Kissing can also make me feel like a hopeless outsider. When local people I meet scrutinize me and then hesitate before leaning in to kiss me, or decide to simply shake my hand instead. Or when my kissing etiquette is off-- hugging and then kissing, or kissing and then hugging-- slightly mis-timing the approach or mis-aiming and kissing loudly onto an auntie's powdered ear.
And then what do you do with other malihini? We had dinner at a malihini couple's house, and afterwards, gave stilted and awkward hugs and kisses all around. Leaning up to kiss his cheek, I suddenly felt weird kissing my friend's husband. We've skipped it at every meeting since, to my relief.
It's one of those things that reminds me of my outsider malihini status. It's a local etiquette that I don't perform naturally and that people don't do naturally with me. The kiss is only comfortable when it comes from a real spirit of someone reaching out to me, to intentionally include me, and possibly even educate me, in the tradition of the honi. When that happens, it's intensely moving.

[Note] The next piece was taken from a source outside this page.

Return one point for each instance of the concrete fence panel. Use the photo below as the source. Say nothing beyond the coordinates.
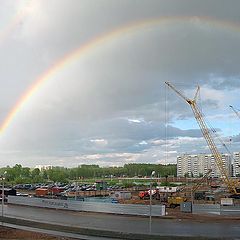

Here's from my journal-- my first experience with honi:
June 23, 2006
Well, the chant instructor. Kuuleialoha. He is like a sonic boom of mana. He just told us about honi, and then we shared one. I’m shaken. Like he said, it is so vulnerable and nurturing. I feel the need to retreat and weep after being so close and painful with someone. You surrender your vision, your breath, and share what comes out of you. It’s hard for me to divide the intimate and the sexual—all of my close, breathy, still contact with other people has been sexual. That’s too bad. I hope that I’m very kissy and lovey with my kids, so that they can be used to feeling physically close and safe with other people, and not have it be confused with sexuality.